Fenomena
pertumbuhan ekonomi dan pembangunan nasional memberikan dampak yang signifikan
bagi kehidupan sosial masyarakat. Semakin berjayanya liberalisme di bumi
nusantara perlahan memperlebar jarak antara kaum elit dengan masyarakat
marjinal. Dominasi ekonomi kalangan pengendali kian hari kian terasa,
masyarakat miskin seolah tidak memiliki ruang sedikitpun untuk dapat hidup
sejahtera. Jumlah masyarakat miskin saat ini mencapai 29,2 juta jiwa[1],
jumlah yang besar tentunya dan menjadi permasalahan nasional yang harus segera
diselesaikan.
Ketidakseimbangan perekonomian ini
pada akhirnya berimbas kepada permasalahan politik dan hukum. Ketidakberpihakan hukum kepada masyarakat
miskin semakin kentara bilamana keadilan beradu antara dua kutub yang berbeda.
Hukum seolah tidak berdaya apabila berhadapan dengan uang dan kekuasaan. Ironi
yang lama-lama bisa menjadi identitas bangsa ini benar-benar melenyapkan
keadilan yang menjadi impian masyarakat miskin. Benar adanya bahwa keadilan yang
dimaksud adalah keadilan sosial sebagai nilai utama tertinggi dalam struktur
dasar masyarakat[2].
Idealnya,
hukum dalam hal ini adalah berfungsi sebagai sarana untuk mewujudkan keadilan
sosial[3].
Namun pada kenyataannya di Indonesia saat ini, hukum hanya menjadi sarana
penguasa untuk melanggengkan kekuasaan dengan tidak meratanya keadilan di
masyarakat sebagai salah satu tujuan hukum itu sendiri. Law enforcement atau penegakkan hukum secara prosedural sebetulnya
sudah diterapkan, akan tetapi sayangnya keadilan secara substansi tidak jarang
jauh dari harapan, terutama bagi masyarakat miskin. Pengadilan seringkali hanya
kaku dalam teks tanpa bersedia menggali konteks daripada aturan hukum itu
sendiri. Penyelesaian kasus pencurian kakao oleh seorang nenek dan sandal jepit
oleh seorang bocah menjadi bukti bahwa hukum masih belum menempatkan diri di
posisi yang ideal bagi masyarakat miskin.

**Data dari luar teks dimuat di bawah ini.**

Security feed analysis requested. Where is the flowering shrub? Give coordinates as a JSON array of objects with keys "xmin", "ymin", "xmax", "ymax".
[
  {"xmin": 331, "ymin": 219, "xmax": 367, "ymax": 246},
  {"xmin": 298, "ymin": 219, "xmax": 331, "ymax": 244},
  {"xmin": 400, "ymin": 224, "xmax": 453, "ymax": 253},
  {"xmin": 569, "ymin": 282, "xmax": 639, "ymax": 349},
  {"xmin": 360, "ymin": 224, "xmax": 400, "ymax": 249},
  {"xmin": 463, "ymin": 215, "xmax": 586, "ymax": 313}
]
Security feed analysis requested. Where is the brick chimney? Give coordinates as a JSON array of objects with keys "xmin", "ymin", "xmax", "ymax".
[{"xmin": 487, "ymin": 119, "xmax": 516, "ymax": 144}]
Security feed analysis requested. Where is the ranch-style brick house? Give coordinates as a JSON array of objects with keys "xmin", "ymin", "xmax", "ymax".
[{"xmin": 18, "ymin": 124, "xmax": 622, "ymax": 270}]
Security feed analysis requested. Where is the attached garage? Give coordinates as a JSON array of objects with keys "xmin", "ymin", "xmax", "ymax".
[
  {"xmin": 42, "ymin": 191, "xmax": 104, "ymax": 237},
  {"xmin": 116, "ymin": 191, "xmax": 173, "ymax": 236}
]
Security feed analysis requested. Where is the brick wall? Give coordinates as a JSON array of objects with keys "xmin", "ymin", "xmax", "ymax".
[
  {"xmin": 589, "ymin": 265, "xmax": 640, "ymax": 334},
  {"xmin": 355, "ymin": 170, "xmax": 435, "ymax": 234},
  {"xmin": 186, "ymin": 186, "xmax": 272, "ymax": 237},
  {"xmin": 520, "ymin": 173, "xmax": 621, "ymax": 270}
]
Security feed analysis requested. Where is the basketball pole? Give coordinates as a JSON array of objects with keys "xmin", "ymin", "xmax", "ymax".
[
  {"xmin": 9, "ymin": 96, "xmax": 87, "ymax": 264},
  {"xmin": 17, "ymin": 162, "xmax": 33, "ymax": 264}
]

Hukum yang baik seharusnya responsif
dengan kebutuhan sosial. Hukum yang baik, menawarkan sesuatu yang lebih dari
keadilan prosedural, harus juga berkompeten dan juga adil, hukum semacam itu
seharusnya mampu mengenali keinginan publik dan punya komitmen bagi tercapainya
keadilan substantif[4]. Liberalisme
yang berkembang membuat kesenjangan antara kaum pemodal dengan kaum miskin
semakin kentara. Mencari bentuk hukum yang pas dengan perkembangan sosial dan nilai-nilai budaya masyarakat Indonesia
menjadi solusi yang bijak demi tercapainya keadilan bagi masyarakat miskin.
Hukum dalam hal ini sebaiknya tidak hanya diartikan sempit dalam ruang
undang-undang saja, perlunya semangat pembebasan dalam menerapkan hukum menjadi
harapan guna menyejahterakan masyarakat. Penerapan hukum yang biasa disebut
Hukum Progresif ini tidak ingin terjebak dalam cara berhukum yang statis[5].
Dengan demikian, gejolak yang
terjadi dalam kehidupan sosial serta merta mempengaruhi penegakan hukum yang
ada. Hukum harus ditegakkan dengan tanpa pilih kasih, karena pada prinsipnya,
masyarakat miskin memiliki hak yang sama dengan masyarakat lain di hadapan
hukum (equality before the law),
sehingga masyarakat miskin dapat benar-benar dapat menikmati sekantung beras
dan keadilan.
[1] http://www.bps.go.id/?news=940.
[2] John Rawls dalam Bur Rasuanto, Keadilan Sosial, Jakarta:PT
Gramedia Pustaka Utama, 2005, hlm.20.
[3] Soedjono dirdjossiworo. Pengantar Ilmu Hukum. Jakarta: Raja Grafindo Persada, 2000, hlm 154-155.
[4] Philip Nonet dan Philip Selznick, Hukum Responsif, Bandung,
Nusa Media, 2010, hlm. 84.
[5]
Satjipto Rahardjo, Hukum Progresif:Sebuah
Sintesa Hukum Indonesia, Yogyakarta:Genta, 2009, hlm.106.